Potent inhibitor of EGF-R with IC50 = 7.9 μM and showed antiproliferative activity with IC50 values of 3.5 μM.
OTAVAchemicals Catalogue Number: 0107930017
CAS Registry Number: 6178-42-3
Ref.: Trader et al. Sulfonylbenzoyl-Nitrostyrenes: Potential Bisubstrate Type Inhibitors of the EGF-Receptor Tyrosine Protein Kinase . Journal of Medicinal Chemistry, (1991), Vol. 34, No. 8. 2328-2337.
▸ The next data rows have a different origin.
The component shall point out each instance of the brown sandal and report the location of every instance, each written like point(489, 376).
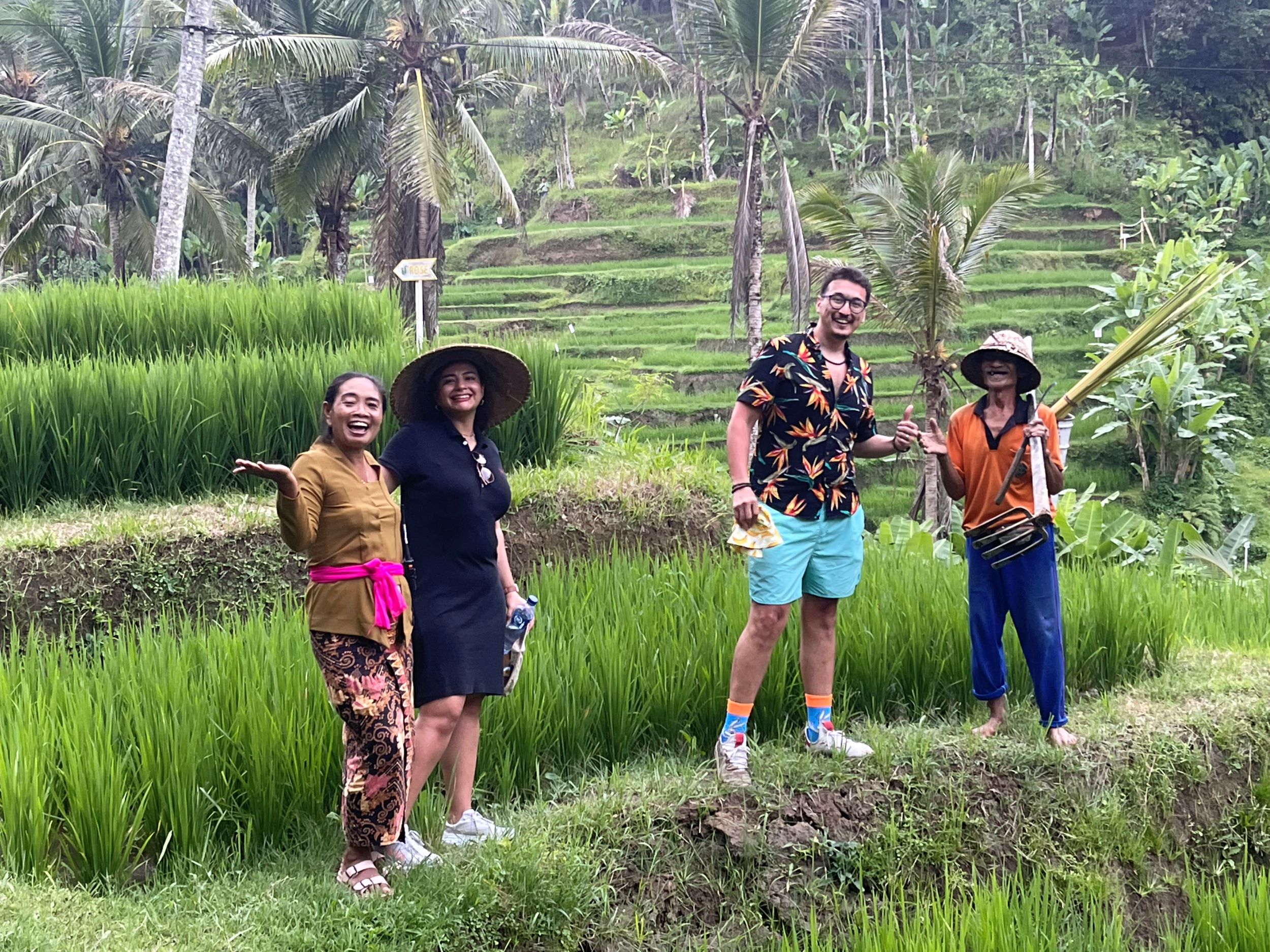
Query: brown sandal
point(366, 884)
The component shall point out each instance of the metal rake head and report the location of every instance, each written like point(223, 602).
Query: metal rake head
point(1009, 536)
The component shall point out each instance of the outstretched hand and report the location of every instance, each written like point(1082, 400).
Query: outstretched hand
point(933, 440)
point(275, 473)
point(906, 432)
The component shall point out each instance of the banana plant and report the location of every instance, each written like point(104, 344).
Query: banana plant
point(917, 539)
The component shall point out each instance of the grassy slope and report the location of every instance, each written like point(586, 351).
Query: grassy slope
point(602, 276)
point(1170, 787)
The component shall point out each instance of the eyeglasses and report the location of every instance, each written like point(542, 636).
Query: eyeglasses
point(483, 471)
point(839, 301)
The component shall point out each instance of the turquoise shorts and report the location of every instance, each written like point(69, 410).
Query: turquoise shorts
point(817, 557)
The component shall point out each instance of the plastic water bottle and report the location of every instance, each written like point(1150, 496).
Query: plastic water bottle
point(521, 618)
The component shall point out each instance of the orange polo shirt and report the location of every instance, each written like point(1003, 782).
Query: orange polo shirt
point(982, 460)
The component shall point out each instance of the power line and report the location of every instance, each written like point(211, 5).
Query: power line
point(852, 56)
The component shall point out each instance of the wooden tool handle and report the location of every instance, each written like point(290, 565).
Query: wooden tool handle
point(1010, 474)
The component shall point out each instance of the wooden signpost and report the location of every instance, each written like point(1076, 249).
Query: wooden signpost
point(417, 270)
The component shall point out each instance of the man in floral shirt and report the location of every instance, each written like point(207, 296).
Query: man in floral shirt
point(812, 399)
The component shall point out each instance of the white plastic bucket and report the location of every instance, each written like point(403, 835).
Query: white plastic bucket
point(1065, 436)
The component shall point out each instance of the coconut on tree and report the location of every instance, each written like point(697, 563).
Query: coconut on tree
point(94, 141)
point(920, 229)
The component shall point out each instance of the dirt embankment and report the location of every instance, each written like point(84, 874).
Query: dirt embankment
point(90, 587)
point(958, 819)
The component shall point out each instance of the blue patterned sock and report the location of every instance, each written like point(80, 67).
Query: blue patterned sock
point(736, 723)
point(818, 710)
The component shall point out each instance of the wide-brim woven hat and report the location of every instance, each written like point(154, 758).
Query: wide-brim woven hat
point(1004, 343)
point(503, 375)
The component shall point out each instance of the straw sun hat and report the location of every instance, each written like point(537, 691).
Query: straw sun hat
point(1004, 343)
point(503, 375)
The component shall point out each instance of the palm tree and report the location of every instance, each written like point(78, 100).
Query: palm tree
point(920, 229)
point(399, 78)
point(98, 143)
point(752, 52)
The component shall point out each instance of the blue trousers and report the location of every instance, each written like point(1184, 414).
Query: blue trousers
point(1028, 589)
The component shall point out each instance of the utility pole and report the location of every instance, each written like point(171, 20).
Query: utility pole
point(1032, 106)
point(181, 144)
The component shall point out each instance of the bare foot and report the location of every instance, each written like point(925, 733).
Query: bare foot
point(990, 728)
point(996, 717)
point(1062, 738)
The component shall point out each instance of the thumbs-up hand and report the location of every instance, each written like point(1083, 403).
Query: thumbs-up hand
point(933, 441)
point(906, 431)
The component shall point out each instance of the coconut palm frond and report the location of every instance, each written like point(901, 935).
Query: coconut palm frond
point(138, 237)
point(610, 37)
point(743, 235)
point(324, 149)
point(826, 212)
point(487, 166)
point(798, 275)
point(496, 84)
point(210, 217)
point(746, 39)
point(821, 37)
point(1154, 332)
point(562, 52)
point(299, 56)
point(232, 18)
point(32, 125)
point(997, 204)
point(417, 149)
point(42, 35)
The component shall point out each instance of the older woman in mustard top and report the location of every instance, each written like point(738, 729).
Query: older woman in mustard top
point(334, 506)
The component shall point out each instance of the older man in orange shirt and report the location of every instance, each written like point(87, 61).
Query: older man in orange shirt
point(974, 461)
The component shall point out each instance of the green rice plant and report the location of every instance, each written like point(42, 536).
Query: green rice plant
point(1232, 917)
point(74, 321)
point(172, 428)
point(174, 739)
point(102, 800)
point(181, 739)
point(26, 772)
point(1011, 915)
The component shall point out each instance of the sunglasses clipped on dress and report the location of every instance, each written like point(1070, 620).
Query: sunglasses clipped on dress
point(483, 471)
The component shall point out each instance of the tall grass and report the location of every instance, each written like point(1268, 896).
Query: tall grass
point(184, 739)
point(1232, 917)
point(1042, 915)
point(171, 428)
point(74, 321)
point(1011, 915)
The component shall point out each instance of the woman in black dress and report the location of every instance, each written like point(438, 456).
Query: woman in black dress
point(454, 493)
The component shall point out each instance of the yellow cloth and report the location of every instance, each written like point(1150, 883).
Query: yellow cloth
point(760, 536)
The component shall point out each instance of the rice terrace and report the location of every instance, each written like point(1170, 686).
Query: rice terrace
point(743, 475)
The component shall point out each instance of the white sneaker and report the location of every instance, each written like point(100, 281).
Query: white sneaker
point(834, 742)
point(732, 762)
point(474, 828)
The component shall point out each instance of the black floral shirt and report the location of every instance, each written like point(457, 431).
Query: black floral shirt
point(804, 458)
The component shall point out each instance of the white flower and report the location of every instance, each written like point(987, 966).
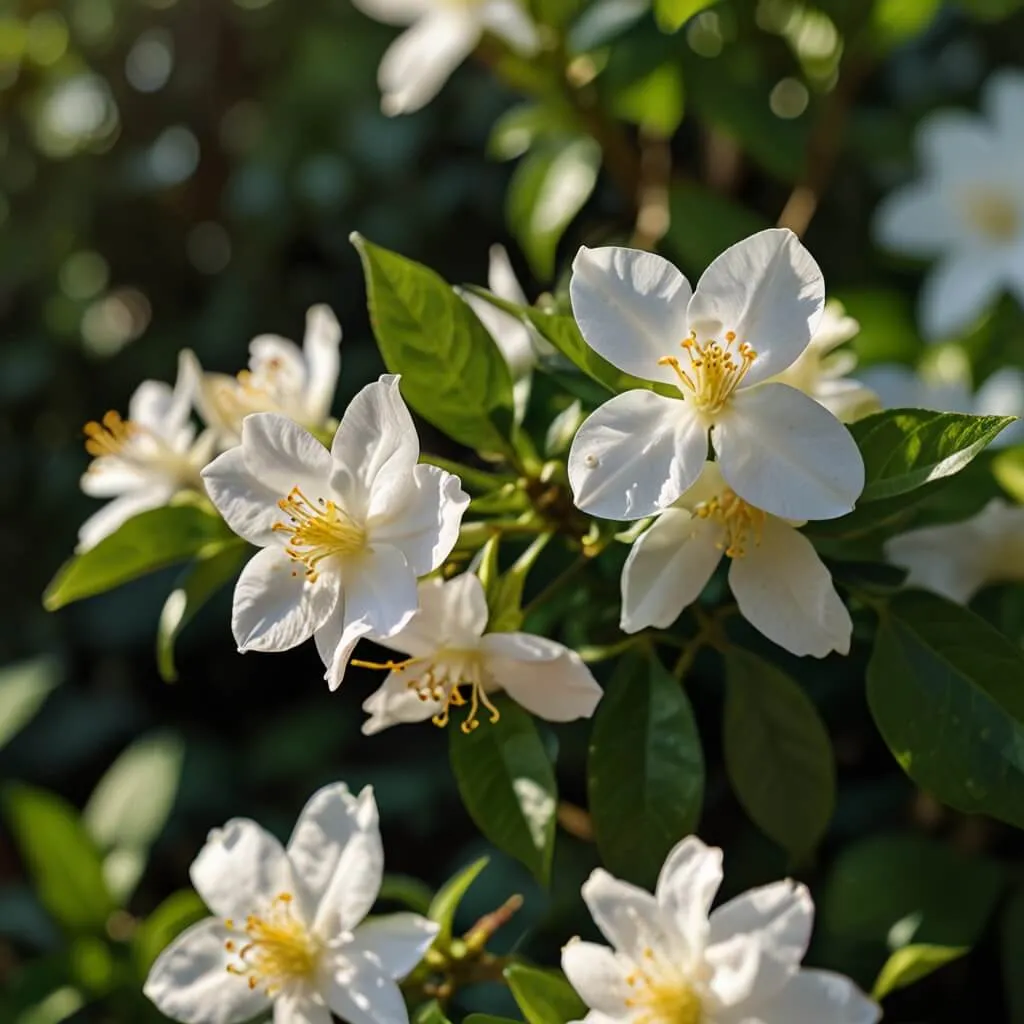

Abstract: The synthesis and biological activities of a series of sulfonylbenzoyl-nitrostyrene derivatives, a novel class of selective bisubstrate type inhibitors of the EGF-receptor tyrosine protein kinase, are described. The most potent derivatives inhibited the EGF-R tyrosine kinase, using angiotensin II as exogenous substrate, with IC50, values of 51 microM. No inhibition of the v-ab1 tyrosine kinase or the serine/threonine kinases PKC and PK-A was observed. In addition, active derivatives (compounds 5 and 12) effectively blocked the autophosphorylation of the EGF-R in vitro. Starting from the acids 5,7, and 9, a series of esters, amides, and peptides was synthesized with the aim of increasing cellular penetration. Amides 14-18 showed potent antiproliferative effects using the EGF-dependent Balb/MK mouse epidermal keratinocyte cell line. Additionally, with the amide 14 inhibition of EGF-R autophosphorylation was demonstrated in the A431 cell line. CAMM studies using a computer-generated model for the transition state of the y-phosphoryl transfer from ATP to a tyrosine moiety and fitting experiments using the highly potent derivative 7 (IC50, value = 54 nM) support the hypothesis that the sulfonylbenzoyl group mimics a diphosphate moiety in the transition state. These results demonstrate that the rational design of tyrosine kinase inhibitors, using the inhibitory nitrostyrene moiety as a tyrosine mimic together with the sulfonylbenzoyl moiety as a diphosphate mimic, leads to highly potent and selective multisubstrate type inhibitors.